In questi giorni sta uscendo sui quotidiani una notizia secondo cui un tratto di spiaggia vicino a villa Zanelli verrà ceduto al campus universitario e tale fatto potrebbe costituire l'anticipo del nuovo piano di sistemazione del litorale di ponente.
Noi Verdi ci poniamo alcune domande soprattutto chiediamo al centrodestra cittadino e all'Autorità portuale alcune cose:
1) Perche' ridurre ancora una volta lo spazio della spiaggia pubblica per creare una sorta di spiaggia riservata quando studenti e studentesse potrebbero andare sulle spiagge libere come tutte le persone o ottenere accessi a prezzi agevolati agli stabilimenti cittadini?

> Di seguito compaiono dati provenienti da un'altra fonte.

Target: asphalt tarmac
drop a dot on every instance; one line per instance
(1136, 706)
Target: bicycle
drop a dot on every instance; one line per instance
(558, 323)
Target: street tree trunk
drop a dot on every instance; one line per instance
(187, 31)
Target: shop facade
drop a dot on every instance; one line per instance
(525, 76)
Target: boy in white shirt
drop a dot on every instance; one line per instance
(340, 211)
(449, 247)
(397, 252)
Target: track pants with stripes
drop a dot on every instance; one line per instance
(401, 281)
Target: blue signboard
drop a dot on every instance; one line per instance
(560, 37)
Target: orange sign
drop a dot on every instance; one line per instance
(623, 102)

2) Perche' invece di rischiare a stare a notizie di stampa la privatizzazione di un altro tratto di litorale non si danno risposte certe alla cooperativa oltremare,che sta pesantemente rischiando di non poter replicare l'esperienza della spiaggia senza scalini?Perche' non si individua l'area destinata agli animali invece di impedire l'accesso ai cani e ai loro padroni?
3) La decisione del Comune non viene ancora una volta affiancata da scelte precise sul ponente cittadino,che vadano in senso diametralmente opposto ai progetti delineati ovvero sul fronte solo strutture per il turismo ed il tempo libero evitando ogni nuovo insediamento abitativo poiche' Savona non può piu' sopportare una ulteriore ed inutile colata di cemento.
Gli interventi,che possono invece essere realizzati,sul lungomare di ponente dovrebbero puntare solamente al recupero edilizio ,quando possibile, e al social housing oltre alla necessità di puntare alla realizzazione del museo del liberty a Villa Zanelli.
Savona vuole spiagge e non cemento inutile e ormai solo pericoloso.